First Amendment Firefly Firestorm

Great video, especially if you’re a Firefly fan, like moi. Watch the whole thing. There’s a bit in the middle that makes it feel like the Firefly stuff is over, but it isn’t. And the very end is hysterical.

A University of Wisconsin professor put a quote from the TV show “Firefly” and entered a First Amendment firestorm. Though the university tried to deny this professor his First Amendment rights, new media pundits went on the offensive and using blogs and social media to protect his basic civil liberties.

H/t to bob http://bluebirdofbitterness.wordpress.com/2012/01/07/first-amendment-1-speech-police-0/

4 Comments

Filed under Education, First Amendment

4 responses to “First Amendment Firefly Firestorm

  1. FIRE’s video about its victory over the speech police:

    (As most of you know, I live in the town where the brouhaha took place. So, for that matter, does Neil Gaiman.
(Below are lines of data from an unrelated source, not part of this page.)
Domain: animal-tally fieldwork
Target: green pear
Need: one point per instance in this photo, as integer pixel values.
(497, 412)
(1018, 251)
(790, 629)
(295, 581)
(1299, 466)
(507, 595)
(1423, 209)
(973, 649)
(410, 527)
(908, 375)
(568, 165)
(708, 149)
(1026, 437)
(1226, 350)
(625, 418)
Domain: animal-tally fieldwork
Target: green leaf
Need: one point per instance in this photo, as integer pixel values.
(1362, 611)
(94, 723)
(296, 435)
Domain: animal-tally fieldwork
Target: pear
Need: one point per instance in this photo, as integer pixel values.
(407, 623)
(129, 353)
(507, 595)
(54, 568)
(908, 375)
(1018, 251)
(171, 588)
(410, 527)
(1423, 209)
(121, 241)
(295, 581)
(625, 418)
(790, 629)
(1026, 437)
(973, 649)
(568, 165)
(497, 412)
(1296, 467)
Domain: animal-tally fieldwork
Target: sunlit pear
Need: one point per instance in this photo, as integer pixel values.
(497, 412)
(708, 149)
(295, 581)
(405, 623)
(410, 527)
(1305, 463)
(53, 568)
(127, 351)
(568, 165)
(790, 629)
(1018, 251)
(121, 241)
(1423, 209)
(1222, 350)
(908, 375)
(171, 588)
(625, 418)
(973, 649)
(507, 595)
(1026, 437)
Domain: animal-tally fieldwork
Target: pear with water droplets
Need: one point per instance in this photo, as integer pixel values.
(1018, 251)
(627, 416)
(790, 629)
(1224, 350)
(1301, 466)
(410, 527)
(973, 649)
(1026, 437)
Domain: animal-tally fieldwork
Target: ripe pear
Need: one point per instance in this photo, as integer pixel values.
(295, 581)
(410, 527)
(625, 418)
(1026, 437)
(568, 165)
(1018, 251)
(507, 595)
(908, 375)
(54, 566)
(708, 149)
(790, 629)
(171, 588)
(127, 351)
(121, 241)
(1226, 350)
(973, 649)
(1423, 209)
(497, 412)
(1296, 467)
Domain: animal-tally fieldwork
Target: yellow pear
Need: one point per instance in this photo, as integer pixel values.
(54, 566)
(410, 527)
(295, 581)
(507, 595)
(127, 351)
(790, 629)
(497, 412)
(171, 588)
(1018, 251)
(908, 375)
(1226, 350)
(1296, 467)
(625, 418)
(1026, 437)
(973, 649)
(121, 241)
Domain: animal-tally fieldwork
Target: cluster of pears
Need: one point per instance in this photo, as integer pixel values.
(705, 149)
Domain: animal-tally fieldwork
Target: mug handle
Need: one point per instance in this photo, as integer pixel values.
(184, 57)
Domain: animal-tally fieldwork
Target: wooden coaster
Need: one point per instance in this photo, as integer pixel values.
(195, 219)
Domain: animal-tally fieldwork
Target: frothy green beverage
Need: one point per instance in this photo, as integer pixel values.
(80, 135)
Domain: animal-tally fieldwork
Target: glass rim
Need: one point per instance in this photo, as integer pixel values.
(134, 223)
I have never met him personally, but my kids are friends with his kids.)

    Like

    • By the way, although I love Bill Whittle devotedly, I admit to having been mildly offended by his mistaking that loopy-leftist chief of police (pictured and quoted in both videos above) for a literature professor. She is a cop, not a professor, and as someone who majored in literature in college, I resent the implication that people in college literature departments are more likely to be loopy leftists than (say) folks in the economics department or the political science department or the foreign language department or the psychology department or… you get the idea. Okay, end of rant.

      Like

      • chrissythehyphenated

        ITA. It took me right to the college deadline to decide on a major, because I kept trying different departments looking for some place I fit in. I ended up with Art History, choosing my favorite period (Medieval), but even then, had trouble graduating because the only prof who would take my thesis topic for that time period was a total [fill in bad word] who left town without turning in my grade. If a secretary had not taken pity on me and two hours before the “you ain’t gonna graduate” deadline, searched said […]’s office, found my thesis and hand delivered the grade to the correct office, I’d have been totally screwed. … Funny thing though. My thesis was selected as the best example of student work for an Art History symposium. I even got to present it. Harumph.